TENANT farmers already hard pressed with finishing harvest, preparing fields for new crops, and undertaking delay hedge cutting, now have another headache to cope with.

They, along with their landlords, have only a month from October 1 to get to grips with the new Model Clauses 2015, the conditions which govern aspects of some tenancies, and set in train any arbitration needed to solve problems over liabilities that have been transferred between them.

First introduced in 1948 and only now achieving their fourth update, the Model Clauses have most impact on those holding or granting tenancies under the Agricultural Holdings Act 1986 (AHA) although some Farm Business Tenancies (FBT) also include Model Clauses in their agreements.

As a time and cost saving measure, the new rules also introduce third party dispute resolution in place of arbitration. And despite setting a time limit for the start of arbitration or resolution they do not impose rules as to how long the dispute process should take.

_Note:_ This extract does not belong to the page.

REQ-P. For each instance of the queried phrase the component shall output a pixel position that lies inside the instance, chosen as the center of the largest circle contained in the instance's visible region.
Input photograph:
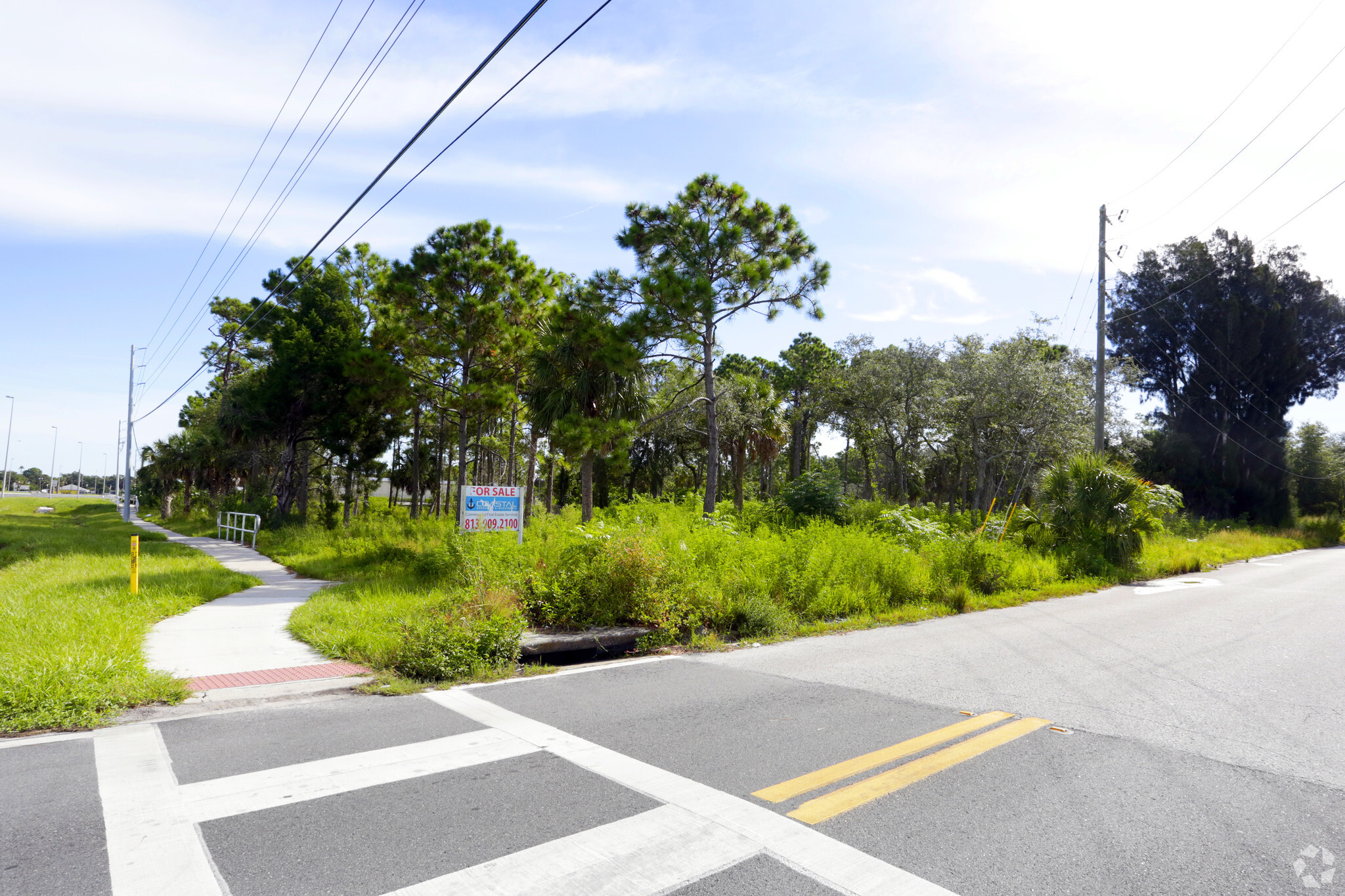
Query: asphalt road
(1178, 739)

“The Model Clauses need very detailed examination,” says Basingstoke-based Simon Pallett, a rural partner and arbitrator with property consultancy Carter Jonas.

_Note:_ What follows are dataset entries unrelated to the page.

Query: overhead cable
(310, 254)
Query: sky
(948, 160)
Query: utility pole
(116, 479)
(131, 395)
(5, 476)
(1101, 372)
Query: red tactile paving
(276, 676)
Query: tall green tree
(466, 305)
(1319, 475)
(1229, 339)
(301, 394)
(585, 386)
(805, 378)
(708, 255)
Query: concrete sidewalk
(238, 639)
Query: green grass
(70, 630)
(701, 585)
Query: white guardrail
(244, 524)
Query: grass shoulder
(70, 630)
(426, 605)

“There are many instances where responsibility for bearing costs or undertaking repairs has moved from the tenant to the farmer, and vice versa.

“Since the last revision in 1988, new technologies have arrived on farms, such as power generation systems, and these are also taken into account.

“There is every likelihood unexpected costs could arise and for this reason both landlords and tenants with agreements that use the Model Clauses, even if in only a small part, need to be familiar with their implications. Seeking early help from their professional advisers would be the best course of action. Delay may prove expensive.”